As a forward-thinking company, we are constantly exploring alternative technologies to discover compounds effective against new and challenging therapeutic targets.

While the majority of MedImmune's current drug projects are based on either antibody or vaccine technology, we have a dedicated team that works on next generation proteins, collaborating with other biotechnology companies and academic institutions.
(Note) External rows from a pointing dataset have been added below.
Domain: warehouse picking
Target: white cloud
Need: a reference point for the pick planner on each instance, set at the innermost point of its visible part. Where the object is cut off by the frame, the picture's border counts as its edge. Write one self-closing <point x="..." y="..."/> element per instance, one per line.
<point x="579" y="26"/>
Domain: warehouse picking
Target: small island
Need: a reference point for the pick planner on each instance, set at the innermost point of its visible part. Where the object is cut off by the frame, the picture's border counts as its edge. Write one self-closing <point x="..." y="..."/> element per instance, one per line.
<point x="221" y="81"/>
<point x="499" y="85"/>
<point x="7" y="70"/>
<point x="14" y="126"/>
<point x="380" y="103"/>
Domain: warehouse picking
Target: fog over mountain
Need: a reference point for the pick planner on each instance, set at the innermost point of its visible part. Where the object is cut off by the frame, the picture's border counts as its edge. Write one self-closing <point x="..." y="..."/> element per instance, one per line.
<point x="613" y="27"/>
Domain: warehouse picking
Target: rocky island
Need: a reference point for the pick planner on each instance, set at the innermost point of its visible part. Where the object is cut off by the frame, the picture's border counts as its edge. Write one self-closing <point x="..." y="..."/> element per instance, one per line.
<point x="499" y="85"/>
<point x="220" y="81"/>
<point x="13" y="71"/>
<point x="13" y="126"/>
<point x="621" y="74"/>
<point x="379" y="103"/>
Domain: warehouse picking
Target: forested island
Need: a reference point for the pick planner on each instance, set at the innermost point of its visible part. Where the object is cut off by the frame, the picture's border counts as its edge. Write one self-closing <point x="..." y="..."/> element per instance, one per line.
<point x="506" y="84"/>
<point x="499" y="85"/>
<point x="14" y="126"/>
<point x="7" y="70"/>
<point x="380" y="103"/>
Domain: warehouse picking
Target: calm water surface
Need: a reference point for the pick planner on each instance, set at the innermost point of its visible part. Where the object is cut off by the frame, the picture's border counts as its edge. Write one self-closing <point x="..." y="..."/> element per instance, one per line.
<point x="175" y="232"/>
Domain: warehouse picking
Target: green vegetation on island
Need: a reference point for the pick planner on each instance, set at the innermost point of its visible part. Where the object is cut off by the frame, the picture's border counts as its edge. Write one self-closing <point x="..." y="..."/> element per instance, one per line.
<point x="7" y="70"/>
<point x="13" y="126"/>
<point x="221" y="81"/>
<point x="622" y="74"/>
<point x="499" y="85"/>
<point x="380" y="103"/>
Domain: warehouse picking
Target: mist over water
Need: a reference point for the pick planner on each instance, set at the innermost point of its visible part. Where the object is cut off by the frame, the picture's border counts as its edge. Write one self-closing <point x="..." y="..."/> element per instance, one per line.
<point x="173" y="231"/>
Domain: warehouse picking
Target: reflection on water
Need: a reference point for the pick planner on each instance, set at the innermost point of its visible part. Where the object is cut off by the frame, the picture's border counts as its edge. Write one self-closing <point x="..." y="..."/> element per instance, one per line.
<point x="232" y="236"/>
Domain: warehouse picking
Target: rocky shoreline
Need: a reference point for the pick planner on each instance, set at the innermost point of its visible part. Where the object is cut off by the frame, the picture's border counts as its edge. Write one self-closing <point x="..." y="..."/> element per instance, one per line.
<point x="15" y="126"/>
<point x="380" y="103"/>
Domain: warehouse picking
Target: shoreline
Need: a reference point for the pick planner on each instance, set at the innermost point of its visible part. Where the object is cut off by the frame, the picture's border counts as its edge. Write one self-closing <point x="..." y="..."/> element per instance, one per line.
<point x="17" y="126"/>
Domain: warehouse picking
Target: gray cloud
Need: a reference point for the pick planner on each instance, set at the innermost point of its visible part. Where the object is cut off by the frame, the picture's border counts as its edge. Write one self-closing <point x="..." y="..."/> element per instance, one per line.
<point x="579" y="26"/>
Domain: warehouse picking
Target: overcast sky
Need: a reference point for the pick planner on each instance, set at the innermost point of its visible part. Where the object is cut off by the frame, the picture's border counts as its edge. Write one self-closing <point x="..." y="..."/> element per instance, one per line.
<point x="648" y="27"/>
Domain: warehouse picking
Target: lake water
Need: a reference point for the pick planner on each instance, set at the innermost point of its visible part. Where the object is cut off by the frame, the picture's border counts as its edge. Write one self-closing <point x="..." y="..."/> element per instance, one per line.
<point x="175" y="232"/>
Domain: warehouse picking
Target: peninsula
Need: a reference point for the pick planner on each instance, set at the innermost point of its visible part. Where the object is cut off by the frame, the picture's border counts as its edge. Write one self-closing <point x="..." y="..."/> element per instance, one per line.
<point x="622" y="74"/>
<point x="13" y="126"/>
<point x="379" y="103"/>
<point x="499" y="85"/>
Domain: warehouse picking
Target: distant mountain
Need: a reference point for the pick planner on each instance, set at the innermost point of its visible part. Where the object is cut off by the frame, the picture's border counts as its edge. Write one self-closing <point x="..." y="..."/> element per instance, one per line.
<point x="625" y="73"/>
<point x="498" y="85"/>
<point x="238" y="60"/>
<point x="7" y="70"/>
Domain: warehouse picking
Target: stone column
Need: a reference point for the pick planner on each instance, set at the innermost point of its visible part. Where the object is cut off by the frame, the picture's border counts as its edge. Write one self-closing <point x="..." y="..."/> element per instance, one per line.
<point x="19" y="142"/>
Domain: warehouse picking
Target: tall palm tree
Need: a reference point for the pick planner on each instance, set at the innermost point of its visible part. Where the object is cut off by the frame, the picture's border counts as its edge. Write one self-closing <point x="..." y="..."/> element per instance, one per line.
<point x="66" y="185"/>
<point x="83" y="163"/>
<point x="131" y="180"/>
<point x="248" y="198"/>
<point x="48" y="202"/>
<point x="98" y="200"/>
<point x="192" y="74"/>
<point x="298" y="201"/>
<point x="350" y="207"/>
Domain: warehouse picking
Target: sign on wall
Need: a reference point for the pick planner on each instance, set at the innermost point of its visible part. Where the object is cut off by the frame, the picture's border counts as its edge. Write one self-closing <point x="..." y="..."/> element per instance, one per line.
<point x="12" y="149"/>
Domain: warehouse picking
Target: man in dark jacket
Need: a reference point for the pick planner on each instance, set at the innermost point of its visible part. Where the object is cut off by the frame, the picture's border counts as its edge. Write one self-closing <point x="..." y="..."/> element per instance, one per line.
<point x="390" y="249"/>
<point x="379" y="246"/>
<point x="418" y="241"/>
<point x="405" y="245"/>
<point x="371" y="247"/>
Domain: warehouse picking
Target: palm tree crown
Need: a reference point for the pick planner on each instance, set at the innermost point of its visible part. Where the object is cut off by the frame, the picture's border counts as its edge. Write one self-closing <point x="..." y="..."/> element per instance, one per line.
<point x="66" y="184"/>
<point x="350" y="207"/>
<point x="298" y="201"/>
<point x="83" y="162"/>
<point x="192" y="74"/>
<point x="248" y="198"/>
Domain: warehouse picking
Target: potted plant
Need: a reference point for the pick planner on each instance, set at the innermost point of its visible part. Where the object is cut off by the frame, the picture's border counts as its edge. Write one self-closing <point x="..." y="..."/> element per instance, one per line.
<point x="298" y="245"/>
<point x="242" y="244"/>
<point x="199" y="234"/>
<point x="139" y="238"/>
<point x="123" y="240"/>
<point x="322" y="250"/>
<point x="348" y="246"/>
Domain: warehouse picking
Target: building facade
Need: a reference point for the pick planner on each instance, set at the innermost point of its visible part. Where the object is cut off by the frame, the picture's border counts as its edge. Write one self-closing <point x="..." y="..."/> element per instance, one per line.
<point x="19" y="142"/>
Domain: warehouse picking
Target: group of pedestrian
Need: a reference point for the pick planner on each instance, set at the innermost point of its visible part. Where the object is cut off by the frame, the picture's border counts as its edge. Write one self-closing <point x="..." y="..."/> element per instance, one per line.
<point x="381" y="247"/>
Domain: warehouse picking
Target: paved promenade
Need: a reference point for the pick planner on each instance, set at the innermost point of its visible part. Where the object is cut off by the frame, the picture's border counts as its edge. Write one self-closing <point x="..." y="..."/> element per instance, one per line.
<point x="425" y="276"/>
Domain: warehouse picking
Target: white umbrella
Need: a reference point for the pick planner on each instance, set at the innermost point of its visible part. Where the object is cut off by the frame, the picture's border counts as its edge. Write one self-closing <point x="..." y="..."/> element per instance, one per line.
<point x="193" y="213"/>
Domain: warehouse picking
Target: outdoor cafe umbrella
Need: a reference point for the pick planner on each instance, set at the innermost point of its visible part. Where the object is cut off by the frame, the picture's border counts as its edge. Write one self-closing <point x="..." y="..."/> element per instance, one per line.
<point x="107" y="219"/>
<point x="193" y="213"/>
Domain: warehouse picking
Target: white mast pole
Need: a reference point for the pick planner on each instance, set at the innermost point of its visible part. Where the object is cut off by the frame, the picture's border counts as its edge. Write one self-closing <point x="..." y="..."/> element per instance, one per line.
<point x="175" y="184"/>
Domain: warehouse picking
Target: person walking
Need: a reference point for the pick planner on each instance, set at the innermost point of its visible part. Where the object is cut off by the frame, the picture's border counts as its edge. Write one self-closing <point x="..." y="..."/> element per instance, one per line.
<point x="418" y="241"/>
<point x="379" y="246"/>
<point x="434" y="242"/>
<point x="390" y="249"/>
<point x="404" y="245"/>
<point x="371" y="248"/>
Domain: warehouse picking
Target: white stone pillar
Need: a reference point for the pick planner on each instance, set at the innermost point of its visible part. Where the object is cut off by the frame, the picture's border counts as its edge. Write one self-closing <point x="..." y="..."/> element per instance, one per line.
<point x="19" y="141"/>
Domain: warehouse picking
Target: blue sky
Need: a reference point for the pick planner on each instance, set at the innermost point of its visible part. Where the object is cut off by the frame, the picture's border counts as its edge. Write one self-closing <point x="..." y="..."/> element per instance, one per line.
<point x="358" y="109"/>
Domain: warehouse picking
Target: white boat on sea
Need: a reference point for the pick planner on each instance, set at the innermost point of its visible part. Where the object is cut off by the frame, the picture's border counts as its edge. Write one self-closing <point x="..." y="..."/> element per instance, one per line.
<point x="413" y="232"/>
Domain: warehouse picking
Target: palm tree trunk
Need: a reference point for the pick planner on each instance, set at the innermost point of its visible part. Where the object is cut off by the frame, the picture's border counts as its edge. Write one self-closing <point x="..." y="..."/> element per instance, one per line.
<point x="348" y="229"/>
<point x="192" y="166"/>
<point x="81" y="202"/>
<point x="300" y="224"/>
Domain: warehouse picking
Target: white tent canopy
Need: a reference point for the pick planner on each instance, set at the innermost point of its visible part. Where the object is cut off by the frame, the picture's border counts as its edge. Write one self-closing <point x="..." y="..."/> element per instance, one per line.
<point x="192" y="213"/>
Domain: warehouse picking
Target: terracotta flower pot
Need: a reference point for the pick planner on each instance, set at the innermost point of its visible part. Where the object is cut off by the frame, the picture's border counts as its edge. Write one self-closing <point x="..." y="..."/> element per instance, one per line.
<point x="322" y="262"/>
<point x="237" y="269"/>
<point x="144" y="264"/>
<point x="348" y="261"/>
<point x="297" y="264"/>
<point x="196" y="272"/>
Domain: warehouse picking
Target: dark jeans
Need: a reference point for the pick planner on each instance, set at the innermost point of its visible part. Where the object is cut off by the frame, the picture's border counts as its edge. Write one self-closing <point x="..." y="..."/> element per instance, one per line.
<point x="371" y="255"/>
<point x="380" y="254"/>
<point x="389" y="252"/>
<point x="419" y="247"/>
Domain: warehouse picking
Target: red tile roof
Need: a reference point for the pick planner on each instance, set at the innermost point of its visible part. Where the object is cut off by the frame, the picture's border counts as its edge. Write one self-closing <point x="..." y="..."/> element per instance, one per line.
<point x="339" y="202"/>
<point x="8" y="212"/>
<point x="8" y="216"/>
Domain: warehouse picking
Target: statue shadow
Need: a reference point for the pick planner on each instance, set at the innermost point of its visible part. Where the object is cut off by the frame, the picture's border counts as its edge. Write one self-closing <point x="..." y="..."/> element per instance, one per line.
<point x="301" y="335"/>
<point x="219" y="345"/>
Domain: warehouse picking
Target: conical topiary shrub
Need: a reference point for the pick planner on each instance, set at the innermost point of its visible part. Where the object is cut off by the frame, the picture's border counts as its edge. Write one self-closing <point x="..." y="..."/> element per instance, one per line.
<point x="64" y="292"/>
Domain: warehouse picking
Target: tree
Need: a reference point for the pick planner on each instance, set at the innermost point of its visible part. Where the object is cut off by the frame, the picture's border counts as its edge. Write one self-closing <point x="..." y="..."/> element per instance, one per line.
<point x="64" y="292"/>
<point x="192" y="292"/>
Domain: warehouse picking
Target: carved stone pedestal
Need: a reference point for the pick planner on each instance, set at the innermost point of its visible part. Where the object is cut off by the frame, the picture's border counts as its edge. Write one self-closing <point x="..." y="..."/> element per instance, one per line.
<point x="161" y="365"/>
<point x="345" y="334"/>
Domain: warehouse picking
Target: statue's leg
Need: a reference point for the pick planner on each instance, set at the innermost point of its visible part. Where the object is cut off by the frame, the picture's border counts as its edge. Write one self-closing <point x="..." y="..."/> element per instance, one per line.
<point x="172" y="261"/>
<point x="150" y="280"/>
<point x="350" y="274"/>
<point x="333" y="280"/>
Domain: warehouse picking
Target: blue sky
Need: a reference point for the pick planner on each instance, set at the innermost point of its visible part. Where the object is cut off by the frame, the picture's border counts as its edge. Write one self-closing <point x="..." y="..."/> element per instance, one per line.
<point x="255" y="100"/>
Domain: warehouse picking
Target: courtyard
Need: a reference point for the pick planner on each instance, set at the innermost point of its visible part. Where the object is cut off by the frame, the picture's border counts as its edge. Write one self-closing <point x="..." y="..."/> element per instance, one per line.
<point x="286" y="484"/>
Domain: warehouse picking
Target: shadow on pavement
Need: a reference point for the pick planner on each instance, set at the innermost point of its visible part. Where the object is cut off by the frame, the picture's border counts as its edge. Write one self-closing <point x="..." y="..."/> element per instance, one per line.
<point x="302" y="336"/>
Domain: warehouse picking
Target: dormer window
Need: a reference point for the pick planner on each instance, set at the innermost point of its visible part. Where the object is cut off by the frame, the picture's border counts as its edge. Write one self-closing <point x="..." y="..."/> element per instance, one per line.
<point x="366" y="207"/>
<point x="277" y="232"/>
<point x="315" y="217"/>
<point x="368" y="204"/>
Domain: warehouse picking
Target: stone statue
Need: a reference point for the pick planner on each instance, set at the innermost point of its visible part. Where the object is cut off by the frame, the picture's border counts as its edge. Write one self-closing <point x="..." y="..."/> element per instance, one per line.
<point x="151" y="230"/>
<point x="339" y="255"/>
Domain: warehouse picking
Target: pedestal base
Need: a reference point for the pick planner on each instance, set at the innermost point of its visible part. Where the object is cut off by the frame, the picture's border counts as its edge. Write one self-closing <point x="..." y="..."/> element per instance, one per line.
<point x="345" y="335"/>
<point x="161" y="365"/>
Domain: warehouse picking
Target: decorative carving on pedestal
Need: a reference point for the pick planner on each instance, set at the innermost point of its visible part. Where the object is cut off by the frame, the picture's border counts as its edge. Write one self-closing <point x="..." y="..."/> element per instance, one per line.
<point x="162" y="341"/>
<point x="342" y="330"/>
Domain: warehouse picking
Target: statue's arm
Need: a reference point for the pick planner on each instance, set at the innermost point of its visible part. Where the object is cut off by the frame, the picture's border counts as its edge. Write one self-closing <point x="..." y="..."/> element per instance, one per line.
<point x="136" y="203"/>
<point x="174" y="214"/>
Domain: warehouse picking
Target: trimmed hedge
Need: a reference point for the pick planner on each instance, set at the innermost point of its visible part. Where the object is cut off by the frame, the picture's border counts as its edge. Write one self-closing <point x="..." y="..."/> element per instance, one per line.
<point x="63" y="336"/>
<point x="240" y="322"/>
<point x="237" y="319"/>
Some of the approaches include:

Design and generation of very small, stable, antibody-like scaffolds that offer new routes of administration
Engineering of antibodies into multispecific compounds capable of interacting with several targets simultaneously
Drug complex G-protein coupled receptors, ion channels and intracellular protein-protein interactions
Use of protein-digesting enzymes to remove a specific target of interest
Exploring the potential of developing RNA inhibitor (RNAi)-based therapeutics and improved delivery methods
Developing peptides as a drug class
Engineering or selecting antibodies for their ability to penetrate the blood-brain barrier, or to be delivered by inhalation

In all of these efforts we are guided by the target selection teams of our five key therapy areas so that we can ensure that technical success will have the potential to result in a meaningful product with substantial patient benefit.

Translational sciences

MedImmune's Approach to Translational Science

At MedImmune, translational science is a "mindset" embedded throughout the organization.

But what is translational science? It is an integral innovative approach to development of a new generation of drugs, in which we are seamlessly bringing knowledge and information from early discovery to the clinic and back again. This methodology enables us to translate the findings of basic research quickly and more efficiently into clinical practice, thereby improving patient care and enabling science driven drug development and decision making.

Critical to the success of our entire drug development process are science driven approaches that utilize a better understanding of disease and patient subsets, drug mechanism of action and effective use of biomarkers, which are continually being identified through our translational research. Biomarkers are biological indicators–such as certain genes or gene mutations, proteins or cells–that are used to measure biological functioning, the underlying disease pathology, or response to a medical intervention. From bench to bedside and back, we are using the information gleaned from biomarkers and a better understanding of characterization of disease and patient subsets to help investigators identify potential drug candidates, better select patients, more accurately predict clinical outcomes, and manage potential drug safety problems. Biomarker research may help speed the availability of important drugs to patients and enable treatments to be directed to patient populations that may yield the highest benefit, thereby potentially reducing overall healthcare costs.

One example of a biomarker directed approach is through targeting PDGFRα (platelet-derived growth factor receptor alpha). PDGFRα is a pathway that may play a role in regulating transformation, tumor microenvirnonment, progression and metastasis of solid cancer tumors. Early stage research has shown that our fully human monoclonal antibody to PDGFRα (MEDI-575) inhibits signaling from this pathway on some cancer cells and supportive stroma. MEDI-575, currently in Phase I clinical development is scheduled to be tested in cancer patients that have a high prevalence of either tumor expression and/or tumor stromal cell expression of PDGFRα. Furthermore, PK/PD modeling of MEDI-575 utilizing preclinical pharmacology and toxicology models has enabled dose selection for clinical testing. MEDI-575 is in Phase 1 development in patients with advanced solid tumors.